If you tell the truth, you don’t have to remember anything.

—Mark Twain

Introduction

Spaced is a Python library that recommends when a student should study. It provides cognitive training schedules that over time will adapt to the behaviours of the student.

Spaced suggests training dates which gradually become more dispersed from each other over time. If you train in such a way, you end up remembering more than you would if you put the same amount of attention into your studies over a short duration (say, through intense cramming sessions).

This spacing effect was discovered by the German psychologist Hermann Ebbinghaus in the 1880s.

The algorithm used by spaced, is a mash-up of a spaced-learning-algorithm with a simple control system and a lightweight machine learning routine. It provides training date suggestions, which become less frequent over time while being responsive to what a student actually does.

You can use the results of one training session to feed in better expectations about how a student remembers and how they forget for their next session. In this way, the spaced schedules are adaptive and will become more useful for the student as they interact with the system; spaced helps the student learn, and it learns from the student as they engage with their education.

The spaced package can provide graphs and video feedback to give insights on how a student is responding to their training over time. This is useful if you want to get an intuitive feel about the relationship between a student’s attention and how they are responding to their training.
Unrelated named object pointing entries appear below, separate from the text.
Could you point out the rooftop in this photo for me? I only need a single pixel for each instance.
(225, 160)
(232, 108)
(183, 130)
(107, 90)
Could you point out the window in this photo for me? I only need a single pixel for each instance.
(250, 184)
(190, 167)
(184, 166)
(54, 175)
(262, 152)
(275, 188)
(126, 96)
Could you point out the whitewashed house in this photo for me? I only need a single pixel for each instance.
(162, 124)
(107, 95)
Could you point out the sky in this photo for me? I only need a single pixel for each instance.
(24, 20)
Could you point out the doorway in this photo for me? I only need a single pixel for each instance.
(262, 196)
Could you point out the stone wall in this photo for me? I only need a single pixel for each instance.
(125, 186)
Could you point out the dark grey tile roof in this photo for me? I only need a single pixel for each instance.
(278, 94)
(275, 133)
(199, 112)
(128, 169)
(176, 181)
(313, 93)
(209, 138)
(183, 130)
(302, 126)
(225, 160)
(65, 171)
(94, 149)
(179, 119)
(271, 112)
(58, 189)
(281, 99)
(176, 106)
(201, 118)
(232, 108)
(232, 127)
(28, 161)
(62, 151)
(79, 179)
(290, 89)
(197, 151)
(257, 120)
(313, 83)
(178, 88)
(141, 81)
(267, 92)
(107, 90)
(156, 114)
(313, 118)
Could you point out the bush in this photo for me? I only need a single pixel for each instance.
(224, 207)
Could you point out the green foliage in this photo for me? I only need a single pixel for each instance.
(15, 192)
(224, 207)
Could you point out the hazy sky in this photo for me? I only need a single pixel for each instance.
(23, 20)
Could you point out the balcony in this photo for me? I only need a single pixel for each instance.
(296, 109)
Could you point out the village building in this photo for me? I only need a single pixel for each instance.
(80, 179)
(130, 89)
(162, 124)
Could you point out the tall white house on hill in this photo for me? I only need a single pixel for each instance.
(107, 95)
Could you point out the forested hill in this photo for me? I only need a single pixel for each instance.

These graphs may provide insights into the quality of the material, how distracted the student is or isn’t, how fast they remember over the longer term and how fast they forget over the short-term.

If you don’t need to drill down to this level of detail, you can used the spaced algorithm in a less computer-memory-intensive way, by just making predictions about a memory and getting the next schedule time for training.

The spaced package can track a memory indefinitely.